SC rejects plea seeking review of Imran’s exoneration

Published October 19, 2018
Hanif Abbasi's counsel says court's verdict was a juristic oversight. — Photo/File
Hanif Abbasi's counsel says court's verdict was a juristic oversight. — Photo/File

ISLAMABAD: A senior counsel representing incarcerated PML-N leader Hanif Abbasi termed the Supreme Court’s judgement of Dec 15 last year of exonerating Prime Minister Imran Khan a “juristic oversight” on part of the apex court.

But a three-judge bench, headed by Chief Justice Mian Saqib Nisar, rejected the petition seeking review of the Dec 15 verdict with an observation that no case of review was made out.

The court dismissed Mohammad Akram Sheikh’s argument that the Supreme Court should treat review petitions against judgements issued under Article 184(3) of the constitution in a liberal fashion and regard them akin to intra-court appeals.

Original verdict termed ‘juristic oversight’

The chief justice declared as “no ground” Mr Sheikh’s contention that the apex court, while deciding in favour of Imran Khan in the Dec 15 judgement misread or overlooked the non-disclosures on his part in the 2002 nomination papers which were also available on record.

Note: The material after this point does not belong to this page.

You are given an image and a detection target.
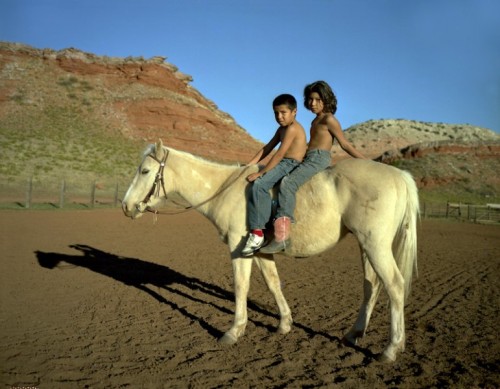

On Sept 27, the same bench had dismissed PTI leader Jahangir Khan Tareen’s review petition against his disqualification.

On Thursday, Justice Umar Ata Bandial, a member of the bench, observed that the arguments of the counsel regarding juristic oversight were in fact misleading and that the beauty of his arguments in the review petition against the judgement was that he was pleading without reading a single sentence from the judgement.

“You are making sweeping statements and speaking which is appealing to yourself or the audience in the courtroom,” Justice Bandial observed, adding that the counsel was drawing unnecessary parallel between the Imran Khan judgement and the Panama Papers case.

The chief justice agreed that the two cases have different facts and features.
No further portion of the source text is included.